Almost any "rule" that one could give about writing has exceptions. If you break the rules and do it well, you can have a particularly off-beat and interesting story.

But most of the rules were invented because people found that following them tends to make a better story.

In general, the reader identifies with the narrator. The reader thinks of the narrator as his friend, maybe even as his own alter-ego. So you want the narrator to be likable. (He doesn't have to be perfect, of course. It's often the character's flaws, and how he overcomes those flaws or succeeds in spite of those flaws, that make him interesting.)

CAN you write a story where the narrator is an evil person? Or perhaps less dramatically, simply a dislikable person, rude or lazy or whatever? Sure. And if you do it well, it could be a great story, turning a common convention on its head for dramatic effect.
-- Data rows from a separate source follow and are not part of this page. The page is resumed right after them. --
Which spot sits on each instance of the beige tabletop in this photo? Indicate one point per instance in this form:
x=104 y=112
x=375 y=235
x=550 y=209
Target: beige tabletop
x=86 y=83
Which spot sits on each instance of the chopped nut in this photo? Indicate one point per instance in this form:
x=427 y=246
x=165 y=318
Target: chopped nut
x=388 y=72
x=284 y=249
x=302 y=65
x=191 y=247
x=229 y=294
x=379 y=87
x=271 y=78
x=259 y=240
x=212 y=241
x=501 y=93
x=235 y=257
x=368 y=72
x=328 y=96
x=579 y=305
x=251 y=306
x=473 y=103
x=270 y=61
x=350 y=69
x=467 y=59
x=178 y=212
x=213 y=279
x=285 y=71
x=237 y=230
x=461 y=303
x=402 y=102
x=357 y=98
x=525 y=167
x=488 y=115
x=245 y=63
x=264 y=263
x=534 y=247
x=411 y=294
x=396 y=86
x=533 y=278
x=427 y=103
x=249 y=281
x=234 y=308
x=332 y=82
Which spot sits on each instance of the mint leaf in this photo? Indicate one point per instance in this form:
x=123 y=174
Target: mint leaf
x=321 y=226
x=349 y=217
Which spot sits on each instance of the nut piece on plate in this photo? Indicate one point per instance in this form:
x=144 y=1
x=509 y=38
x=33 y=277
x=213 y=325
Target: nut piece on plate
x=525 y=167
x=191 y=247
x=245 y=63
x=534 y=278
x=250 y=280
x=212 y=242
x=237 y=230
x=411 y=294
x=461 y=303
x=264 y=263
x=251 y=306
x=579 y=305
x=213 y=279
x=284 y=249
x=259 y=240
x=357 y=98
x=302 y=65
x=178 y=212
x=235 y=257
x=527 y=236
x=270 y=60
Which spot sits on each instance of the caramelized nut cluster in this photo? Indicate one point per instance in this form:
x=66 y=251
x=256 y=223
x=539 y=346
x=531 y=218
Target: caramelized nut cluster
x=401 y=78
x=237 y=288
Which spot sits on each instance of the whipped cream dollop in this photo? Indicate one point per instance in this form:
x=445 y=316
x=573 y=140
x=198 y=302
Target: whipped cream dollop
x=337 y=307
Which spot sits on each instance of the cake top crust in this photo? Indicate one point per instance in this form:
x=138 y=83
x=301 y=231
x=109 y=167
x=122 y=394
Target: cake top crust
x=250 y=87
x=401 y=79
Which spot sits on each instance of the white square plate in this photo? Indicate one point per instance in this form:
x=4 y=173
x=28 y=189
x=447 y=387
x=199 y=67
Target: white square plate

But it's hard to pull off. If you don't do it well, the story is simply unpleasant. If the narrator-villain is constantly justifying himself, as we would expect a villain to do, then the story sounds like it's advocating this sort of behavior. If he doesn't justify himself, it sounds unrealistic. The reader won't identify with the narrator because no one thinks of himself as a villain. The reader is an outside observer instead of a participant.

As I say, if you do it well, you might drag the reader in anyway. You might get him thinking, "Yes, that's the sort of person I might have been if it weren't for ..." But it's hard.